O fim da construção do Hospital D. Pedro e a transferência da Santa Casa de Misericórdia para o hospital aconteceu no ano de 1956, no governo municipal de João Marinho Falcão.
Transferida a Santa Casa, o velho casarão abrigou por alguns anos o Batalhão da Polícia Militar e posteriormente ganhou o pomposo título de Palácio do Menor, onde se pretendia abrigar o menor desamparado.
Um século e meio depois da sua construção o prédio está vergado sob o peso da ignorância de uma elite que pensa muito em ganhar dinheiro e esquece da memória de Feira, e de políticos que investem todos os seus esforços no futuro de sua eleição, esquecidos que os seus próprios descendentes, certamente mais cultos, irão julga-los e condena-los pelo descaso, desamor e covardia que os fizeram cúmplices da demolição de monumentos históricos que foram símbolos de uma época gloriosa da Princesa do Sertão.
Ontem foi o Cine Teatro Santana, a “Chácara de Tertuliano Almeida”, o Solar Santana, símbolos da mesma época, que foram destruídos em nome de um progresso que apenas esconde o verdadeiro nome da ganância. Amanhã será o prédio da velha Santa Casa de Misericórdia, a antiga Escola Maria Quitéria, etc. etc.. Em troca abre-se centenas de estacionamentos que dão bons lucros ao dono, quase nenhuma renda para Prefeitura e denegrecem a imagem da Cidade.

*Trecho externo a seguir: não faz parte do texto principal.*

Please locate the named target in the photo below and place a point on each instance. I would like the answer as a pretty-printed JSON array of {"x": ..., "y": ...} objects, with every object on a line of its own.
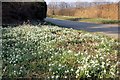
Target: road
[{"x": 111, "y": 30}]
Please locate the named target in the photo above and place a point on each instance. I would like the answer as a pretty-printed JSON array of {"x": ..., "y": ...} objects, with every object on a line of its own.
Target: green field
[
  {"x": 93, "y": 20},
  {"x": 54, "y": 52}
]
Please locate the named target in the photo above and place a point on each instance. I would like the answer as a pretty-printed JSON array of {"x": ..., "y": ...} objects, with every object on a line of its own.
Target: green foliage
[{"x": 53, "y": 52}]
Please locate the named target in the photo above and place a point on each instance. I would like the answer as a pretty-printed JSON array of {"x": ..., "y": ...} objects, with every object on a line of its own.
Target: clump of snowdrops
[{"x": 54, "y": 53}]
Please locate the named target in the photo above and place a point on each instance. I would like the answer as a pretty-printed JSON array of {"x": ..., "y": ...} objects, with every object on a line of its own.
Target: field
[
  {"x": 54, "y": 52},
  {"x": 93, "y": 20}
]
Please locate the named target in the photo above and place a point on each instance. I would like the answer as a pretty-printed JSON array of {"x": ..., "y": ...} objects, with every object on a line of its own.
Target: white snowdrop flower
[
  {"x": 52, "y": 76},
  {"x": 76, "y": 54},
  {"x": 55, "y": 53},
  {"x": 60, "y": 65},
  {"x": 57, "y": 76},
  {"x": 65, "y": 76},
  {"x": 69, "y": 51},
  {"x": 72, "y": 69}
]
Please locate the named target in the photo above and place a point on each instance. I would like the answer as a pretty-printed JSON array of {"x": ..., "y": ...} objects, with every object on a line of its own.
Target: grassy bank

Mas a história não perdoa e espero que ela seja rigorosa com essa elite atual que tanto explora a Princesa e destrói a sua memória.
Lembrei-me do deputado baiano Joel Presídio que, em 1951, fez um pedido a Deus para os seus opositores, e vou fazer o mesmo pedido para os gananciosos que desprezam a memória de Feira: “Deus, mandai uma chuva de cangalhas para essa gente!!!”